Он опять развязал свой мешочек, отломил еще кусок хлеба, в полный захват руки, дал мальчишке, потом дал ему хлебнуть из бутылки молока – сколько в него влилось.
Они пошли вперед и не скоро, но все-таки без остановки прошли версты две, и мальчишка, отставая, отставая от Петра Васильевича, снова сел на дорогу. Опять пришлось дать ему хлеба и напоить молоком.
И так он скормил малому весь свой хлеб и споил ему все молоко – полностью истратил свой запас на предстоящий день и на обратную пешую дорогу, но все-таки привел пацана на станцию. Нести пустую бутылку не было смысла, Петр Васильевич бросил ее в придорожную канаву, а мешочек, сложив, сунул в карман.
У самой станции они расстались. Петр Васильевич взял направление в центр поселка, к райсобесу. Он уже опаздывал к назначенному часу и озабоченно думал – примут ли его, а ну как заставят приходить назавтра, и, значит, путешествовать ему в район еще раз. Мальчишка, мелко перебирая босыми ногами, побрел к вокзальному зданию, платформе. Доехал ли он до города, что с ним стало потом? Имени его Петр Васильевич не спросил…
Какой-то человек опускался по дороге к мостику на другой стороне лощины. В белой рубашке, белой парусиновой фуражечке, из тех, что шьют для курортников, с тощим рюкзачком за плечами.
Петр Васильевич прищурился, вгляделся – кто же это?

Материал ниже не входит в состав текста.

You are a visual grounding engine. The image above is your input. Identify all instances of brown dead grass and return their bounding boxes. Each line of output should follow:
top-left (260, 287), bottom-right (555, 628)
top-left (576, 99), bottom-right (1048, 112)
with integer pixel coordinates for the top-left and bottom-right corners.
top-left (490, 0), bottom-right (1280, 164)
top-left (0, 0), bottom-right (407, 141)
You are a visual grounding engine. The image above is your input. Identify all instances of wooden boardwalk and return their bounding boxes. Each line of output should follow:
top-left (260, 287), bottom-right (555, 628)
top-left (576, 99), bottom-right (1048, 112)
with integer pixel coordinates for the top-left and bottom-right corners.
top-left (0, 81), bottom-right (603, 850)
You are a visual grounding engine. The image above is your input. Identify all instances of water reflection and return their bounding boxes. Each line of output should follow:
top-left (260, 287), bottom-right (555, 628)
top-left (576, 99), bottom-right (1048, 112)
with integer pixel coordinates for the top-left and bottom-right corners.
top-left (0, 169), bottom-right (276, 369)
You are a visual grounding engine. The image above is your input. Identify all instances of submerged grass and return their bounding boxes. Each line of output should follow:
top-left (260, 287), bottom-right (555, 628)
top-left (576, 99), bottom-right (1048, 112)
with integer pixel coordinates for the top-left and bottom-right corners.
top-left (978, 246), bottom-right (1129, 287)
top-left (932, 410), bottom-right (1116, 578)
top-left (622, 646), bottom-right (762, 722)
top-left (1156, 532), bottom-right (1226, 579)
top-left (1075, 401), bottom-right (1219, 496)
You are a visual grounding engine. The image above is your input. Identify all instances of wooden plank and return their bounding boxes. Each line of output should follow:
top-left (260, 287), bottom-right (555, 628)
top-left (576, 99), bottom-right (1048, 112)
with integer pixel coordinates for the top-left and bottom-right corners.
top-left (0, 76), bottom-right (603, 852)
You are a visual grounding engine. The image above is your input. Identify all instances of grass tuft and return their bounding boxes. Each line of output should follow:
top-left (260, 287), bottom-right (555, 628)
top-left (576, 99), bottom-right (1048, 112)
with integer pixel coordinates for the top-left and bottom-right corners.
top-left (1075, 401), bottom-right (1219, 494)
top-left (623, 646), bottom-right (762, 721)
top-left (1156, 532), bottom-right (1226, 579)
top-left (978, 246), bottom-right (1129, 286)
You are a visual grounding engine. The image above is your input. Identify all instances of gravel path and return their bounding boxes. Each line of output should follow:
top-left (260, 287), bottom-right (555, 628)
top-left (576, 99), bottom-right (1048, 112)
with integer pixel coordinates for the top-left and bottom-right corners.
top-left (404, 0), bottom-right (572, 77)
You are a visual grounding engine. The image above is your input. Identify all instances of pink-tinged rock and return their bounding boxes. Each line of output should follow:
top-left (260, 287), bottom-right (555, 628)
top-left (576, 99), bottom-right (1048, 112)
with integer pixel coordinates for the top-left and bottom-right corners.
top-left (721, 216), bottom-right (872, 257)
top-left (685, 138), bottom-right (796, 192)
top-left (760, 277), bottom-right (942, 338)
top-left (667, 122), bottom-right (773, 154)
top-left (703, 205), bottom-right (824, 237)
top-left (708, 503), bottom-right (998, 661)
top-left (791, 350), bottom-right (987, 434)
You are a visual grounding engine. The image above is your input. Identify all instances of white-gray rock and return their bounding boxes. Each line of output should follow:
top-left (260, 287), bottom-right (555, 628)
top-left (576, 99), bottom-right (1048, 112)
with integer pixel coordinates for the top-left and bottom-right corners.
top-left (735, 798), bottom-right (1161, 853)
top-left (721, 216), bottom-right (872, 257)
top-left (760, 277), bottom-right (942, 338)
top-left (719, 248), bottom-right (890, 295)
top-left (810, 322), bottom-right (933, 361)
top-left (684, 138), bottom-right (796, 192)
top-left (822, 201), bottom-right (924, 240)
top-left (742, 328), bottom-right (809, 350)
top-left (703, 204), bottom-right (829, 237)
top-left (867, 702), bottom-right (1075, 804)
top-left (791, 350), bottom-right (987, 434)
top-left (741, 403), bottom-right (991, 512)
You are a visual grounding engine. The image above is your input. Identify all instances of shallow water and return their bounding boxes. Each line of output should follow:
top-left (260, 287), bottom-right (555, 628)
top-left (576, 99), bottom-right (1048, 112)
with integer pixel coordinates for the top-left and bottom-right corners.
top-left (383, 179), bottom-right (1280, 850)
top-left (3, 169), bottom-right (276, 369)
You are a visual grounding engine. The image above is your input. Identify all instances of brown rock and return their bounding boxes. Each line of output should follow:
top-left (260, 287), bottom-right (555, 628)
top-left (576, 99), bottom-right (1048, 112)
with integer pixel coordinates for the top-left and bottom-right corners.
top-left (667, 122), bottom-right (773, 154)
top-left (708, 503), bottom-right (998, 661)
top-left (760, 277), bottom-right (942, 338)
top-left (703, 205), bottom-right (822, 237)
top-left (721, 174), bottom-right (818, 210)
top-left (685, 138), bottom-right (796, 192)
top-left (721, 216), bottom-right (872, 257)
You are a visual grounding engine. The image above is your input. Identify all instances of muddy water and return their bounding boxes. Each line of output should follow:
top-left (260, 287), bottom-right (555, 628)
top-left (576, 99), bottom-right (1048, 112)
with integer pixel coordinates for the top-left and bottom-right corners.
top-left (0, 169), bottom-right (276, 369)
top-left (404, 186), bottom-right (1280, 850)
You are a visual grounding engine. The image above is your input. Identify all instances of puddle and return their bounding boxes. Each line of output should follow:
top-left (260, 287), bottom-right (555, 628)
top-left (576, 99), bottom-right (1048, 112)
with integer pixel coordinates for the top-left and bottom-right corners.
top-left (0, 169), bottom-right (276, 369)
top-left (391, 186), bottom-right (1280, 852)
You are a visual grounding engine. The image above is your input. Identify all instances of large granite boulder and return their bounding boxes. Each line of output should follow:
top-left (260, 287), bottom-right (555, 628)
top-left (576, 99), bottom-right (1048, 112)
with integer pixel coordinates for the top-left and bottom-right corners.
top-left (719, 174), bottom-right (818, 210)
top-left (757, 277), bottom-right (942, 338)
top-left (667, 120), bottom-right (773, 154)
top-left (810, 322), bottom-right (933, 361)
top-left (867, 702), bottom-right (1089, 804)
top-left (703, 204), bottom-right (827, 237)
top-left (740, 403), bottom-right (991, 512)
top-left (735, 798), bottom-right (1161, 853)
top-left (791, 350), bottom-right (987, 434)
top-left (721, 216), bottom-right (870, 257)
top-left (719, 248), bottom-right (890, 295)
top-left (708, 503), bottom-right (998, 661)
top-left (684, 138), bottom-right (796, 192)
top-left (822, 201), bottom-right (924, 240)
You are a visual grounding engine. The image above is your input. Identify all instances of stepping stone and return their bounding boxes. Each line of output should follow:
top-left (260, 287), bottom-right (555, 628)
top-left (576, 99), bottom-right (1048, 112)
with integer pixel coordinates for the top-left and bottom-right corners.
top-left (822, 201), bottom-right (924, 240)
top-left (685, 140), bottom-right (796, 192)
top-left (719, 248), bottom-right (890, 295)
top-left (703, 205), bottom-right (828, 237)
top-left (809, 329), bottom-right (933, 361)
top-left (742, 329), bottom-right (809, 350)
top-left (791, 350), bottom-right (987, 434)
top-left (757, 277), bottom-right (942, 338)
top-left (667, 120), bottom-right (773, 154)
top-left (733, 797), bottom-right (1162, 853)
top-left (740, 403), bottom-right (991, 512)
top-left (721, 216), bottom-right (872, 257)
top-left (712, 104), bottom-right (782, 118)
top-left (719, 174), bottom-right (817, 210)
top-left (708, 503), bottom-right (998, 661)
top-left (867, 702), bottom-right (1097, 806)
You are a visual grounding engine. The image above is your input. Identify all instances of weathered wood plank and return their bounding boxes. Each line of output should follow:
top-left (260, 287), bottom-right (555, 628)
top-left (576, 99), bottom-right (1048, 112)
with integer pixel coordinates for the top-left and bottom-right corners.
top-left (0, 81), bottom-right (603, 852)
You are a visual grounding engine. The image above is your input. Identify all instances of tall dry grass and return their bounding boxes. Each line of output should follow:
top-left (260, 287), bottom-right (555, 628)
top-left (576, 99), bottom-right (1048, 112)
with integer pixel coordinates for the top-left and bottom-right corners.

Идет не спеша, будто ничто его не торопит… И походка, и облик – все у человека такое, что не похож он на своего, местного.
Человек ступил на мостик, и тут только Петр Васильевич его узнал. Феоктист Сергеич! С самой весны не видал его он, даже соскучился!
Феоктист Сергеич тоже узнал Петра Васильевича. Добрая стариковская улыбка поползла по его обтянутому дряблой кожей лицу, растягивая ее в одних местах, в других нагоняя сухие, мелкие морщины.
– А я дружка вашего, Митрофана, сегодня допрашивал – что ж это Петр Васильевич-то, скоро ли увидим? – еще с моста заговорил Феоктист Сергеич. – Капиталку, говорит, ему делают, а это дело не скорое… Ну, как она – капиталка?
– В ажуре. И подшипники коренные перетянули, и поршня заменили… – в тон Феоктисту Сергеичу усмехнулся Петр Васильевич. – Может, и доживем, что человека, как машину, будут чинить!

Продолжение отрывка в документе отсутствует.